Diversity. Not only among humans but among our crops as well.

Saving the best for last, one of the main findings from the report centeers around crop diversity.

Diversification strategies like crop rotations, intercropping, and multi-cropping, have the potential not only to bridge the gap, but also in some cases to even produce almost twice as much yield per hectare as monoculture farming (Dittmer, Rose, & Snapp, 2023).
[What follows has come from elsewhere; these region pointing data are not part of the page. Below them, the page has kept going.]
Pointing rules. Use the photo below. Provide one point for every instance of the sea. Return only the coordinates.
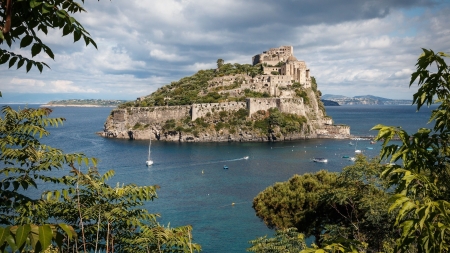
(196, 190)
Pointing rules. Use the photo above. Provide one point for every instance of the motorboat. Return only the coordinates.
(149, 160)
(320, 160)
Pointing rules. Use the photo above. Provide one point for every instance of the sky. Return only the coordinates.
(352, 47)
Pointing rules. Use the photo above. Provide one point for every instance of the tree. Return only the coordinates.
(296, 203)
(422, 193)
(220, 62)
(27, 20)
(350, 206)
(86, 214)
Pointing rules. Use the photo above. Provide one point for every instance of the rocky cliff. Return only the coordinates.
(231, 103)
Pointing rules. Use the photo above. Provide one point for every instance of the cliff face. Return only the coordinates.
(277, 103)
(250, 121)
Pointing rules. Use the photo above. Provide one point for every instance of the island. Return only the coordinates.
(85, 103)
(365, 100)
(273, 99)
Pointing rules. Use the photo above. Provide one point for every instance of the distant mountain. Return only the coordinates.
(364, 100)
(329, 102)
(330, 96)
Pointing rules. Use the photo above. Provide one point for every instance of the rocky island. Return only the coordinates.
(84, 103)
(273, 99)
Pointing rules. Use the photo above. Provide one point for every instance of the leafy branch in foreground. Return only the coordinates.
(25, 22)
(86, 213)
(421, 200)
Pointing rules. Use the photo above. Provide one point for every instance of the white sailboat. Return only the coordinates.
(149, 160)
(357, 151)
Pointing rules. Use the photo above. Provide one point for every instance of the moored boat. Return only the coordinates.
(320, 160)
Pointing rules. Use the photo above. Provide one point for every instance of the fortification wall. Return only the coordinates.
(125, 118)
(257, 104)
(280, 80)
(293, 106)
(200, 110)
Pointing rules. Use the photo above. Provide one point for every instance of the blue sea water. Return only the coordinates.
(196, 190)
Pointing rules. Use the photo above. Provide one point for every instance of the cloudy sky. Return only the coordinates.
(352, 47)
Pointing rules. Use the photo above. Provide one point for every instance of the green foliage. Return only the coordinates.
(193, 89)
(138, 126)
(26, 21)
(288, 123)
(296, 203)
(261, 125)
(349, 207)
(255, 94)
(421, 199)
(313, 84)
(303, 94)
(241, 114)
(169, 125)
(94, 216)
(285, 240)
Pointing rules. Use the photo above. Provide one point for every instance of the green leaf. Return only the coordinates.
(35, 49)
(26, 41)
(10, 240)
(21, 62)
(29, 65)
(4, 58)
(22, 234)
(4, 232)
(12, 61)
(76, 36)
(68, 229)
(49, 52)
(39, 66)
(66, 29)
(45, 236)
(34, 3)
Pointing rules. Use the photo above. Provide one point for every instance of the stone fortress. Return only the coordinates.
(281, 70)
(274, 79)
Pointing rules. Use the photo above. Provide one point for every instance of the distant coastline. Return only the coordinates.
(75, 105)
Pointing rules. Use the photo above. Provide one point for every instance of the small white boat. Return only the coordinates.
(149, 160)
(320, 160)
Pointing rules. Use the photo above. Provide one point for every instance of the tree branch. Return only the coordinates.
(7, 26)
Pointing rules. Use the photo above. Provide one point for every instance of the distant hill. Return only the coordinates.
(364, 100)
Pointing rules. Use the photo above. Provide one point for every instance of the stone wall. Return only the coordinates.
(257, 104)
(292, 105)
(200, 110)
(127, 118)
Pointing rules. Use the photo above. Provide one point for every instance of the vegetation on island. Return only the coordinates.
(194, 89)
(368, 207)
(371, 206)
(82, 213)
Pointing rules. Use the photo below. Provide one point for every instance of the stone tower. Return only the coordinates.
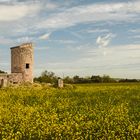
(22, 61)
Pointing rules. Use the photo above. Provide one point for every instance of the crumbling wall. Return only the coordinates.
(22, 61)
(3, 80)
(15, 78)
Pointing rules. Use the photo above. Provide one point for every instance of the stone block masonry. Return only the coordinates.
(21, 66)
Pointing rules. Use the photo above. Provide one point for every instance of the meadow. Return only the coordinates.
(76, 112)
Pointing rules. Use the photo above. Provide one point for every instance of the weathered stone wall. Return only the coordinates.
(15, 78)
(3, 80)
(22, 61)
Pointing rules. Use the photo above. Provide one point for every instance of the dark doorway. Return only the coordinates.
(27, 65)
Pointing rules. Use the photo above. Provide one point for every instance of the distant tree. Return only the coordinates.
(128, 80)
(46, 77)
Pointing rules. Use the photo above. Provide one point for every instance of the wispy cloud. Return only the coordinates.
(45, 36)
(17, 11)
(105, 40)
(92, 13)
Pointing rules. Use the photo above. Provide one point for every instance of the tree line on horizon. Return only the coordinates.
(50, 77)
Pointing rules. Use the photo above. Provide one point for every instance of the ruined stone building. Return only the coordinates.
(21, 66)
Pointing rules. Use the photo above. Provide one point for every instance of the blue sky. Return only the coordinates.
(74, 37)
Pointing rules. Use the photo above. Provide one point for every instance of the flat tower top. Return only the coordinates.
(23, 45)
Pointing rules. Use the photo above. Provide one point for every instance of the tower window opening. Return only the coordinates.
(27, 65)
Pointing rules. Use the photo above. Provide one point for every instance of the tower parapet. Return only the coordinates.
(22, 61)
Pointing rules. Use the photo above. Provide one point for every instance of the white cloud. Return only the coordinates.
(105, 40)
(92, 13)
(17, 11)
(5, 41)
(45, 36)
(97, 30)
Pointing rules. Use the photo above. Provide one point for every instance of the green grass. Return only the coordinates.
(90, 111)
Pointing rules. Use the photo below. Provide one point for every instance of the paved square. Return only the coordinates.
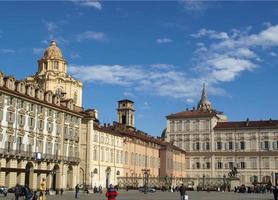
(135, 195)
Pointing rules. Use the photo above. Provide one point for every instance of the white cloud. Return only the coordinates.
(129, 94)
(89, 3)
(273, 54)
(38, 51)
(74, 55)
(162, 66)
(189, 100)
(211, 33)
(230, 54)
(194, 5)
(222, 58)
(141, 78)
(51, 26)
(7, 51)
(91, 35)
(163, 40)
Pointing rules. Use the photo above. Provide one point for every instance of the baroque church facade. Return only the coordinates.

This is the case if we consider total farm yield, instead of concentrating solely on cash crops. Fig. 1 illustrates this shift in the conceptualization of agricultural productivity by comparing a diversified agroecological system in the tropics with a monoculture one. Evidence exists to support the thesis that the integration of various crops, trees, and even livestock contributes to higher total calories produced and a higher diversity of nutrients in the system (FiBL, SysCom, 2023). Thus the overall efficiency of the farming operation is increased and adverse effects from extreme climatic events and pests can be weakened (FiBL, 2024).

Author: Bojidara Ilieva

References

1. Dittmer, K., Rose, S., & Snapp, S. (2023). Agroecology Can Promote Climate Change Adaptation Outcomes Without Compromising Yield In Smallholder Systems. Environmental Management, 333-342. doi:https://doi.org/10.1007/s00267-023-01816-x
2. FiBL. (2023). SysCom. Retrieved from Farming Systems Comparison in the Tropics: https://systems-comparison.fibl.org/index.html
3. FiBL. (2024). Cultivating change with agroecology and organic agriculture in the tropics: Bridging science and policy for sustainable production systems. FiBL Schweiz. doi:10.5281/zenodo.10521540
4. ŚREDNICKA-TOBER, D., OBIEDZIŃSKA, A., KAZIMIERCZAK, R., & REMBIAŁKOWSKA, E. (2016). Environmental Impact of Organic vs. Conventional Agriculture – A Review. Journal of Research and Applications in Agricultural Engineering.